In order to run the Data Loader and Query executor, first modify the scope of spark-hive_2.11 dependency in distributed-strabon/pom.xml to "provided" in case the spark-hive libraries are available to the execution environment.
Then run: mvn clean install -DskipTests=true
You should use the jar that has been created in distributed-strabon/target/it.unibz.inf.obda.distributed-strabon-1.16.1-jar-with-dependencies.jar in the spark submit.
For Data Loader:
$SPARK_HOME/bin/spark-submit --class it.unibz.krdb.obda.geofb.DataLoader --executor-memory 116GB --total-executor-cores 31 --master spark://ip:7078 /home/user/it.unibz.inf.obda.distributed-strabon-1.16.1-jar-with-dependencies.jar -i hdfs://ip:9001/user/synthetic/all768/ -o synthetic768 -lp TT,VP -dp false -dropDuplicates false -drdb false -tblfrm Parquet -geom false -df dict -outTripleTable triples
where, -i is the input HDFS directory that contains the NTriples files, -o is the HIVE database name which must have been created prior to execution. The rest of the parameters should be left unchanged.
For Query Executor:
$SPARK_HOME/bin/spark-submit --class it.unibz.krdb.obda.geofb.QueryExecutor --executor-memory 116GB --total-executor-cores 32 --master spark://ip:7078 /home/user/it.unibz.inf.obda.distributed-strabon-1.16.1-jar-with-dependencies.jar hdfs://ip:9001/user/synthetic/queries768/ synthetic768 hdfs://ip:9001/user/synthetic/asWKTTables.txt true true 384
The arguments for Query Executor are as follows:
- Directory in HDFS that contains the queries (e.g. hdfs://ip:9001/user/synthetic/queries768/)
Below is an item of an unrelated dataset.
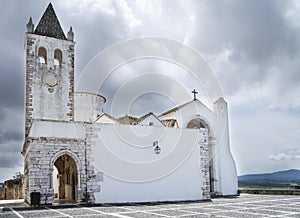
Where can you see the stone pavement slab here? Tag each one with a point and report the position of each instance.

- Hive DB name (e.g. synthetic768)
- Text file in HDFS that contains the nessecary pairs of properties for the geometry linking tables (e.g. hdfs://ip:9001/user/synthetic/asWKTTables.txt)
- Option to push thematic processing before spatial join (e.g. true)
- Option to use spatial index (e.g. true)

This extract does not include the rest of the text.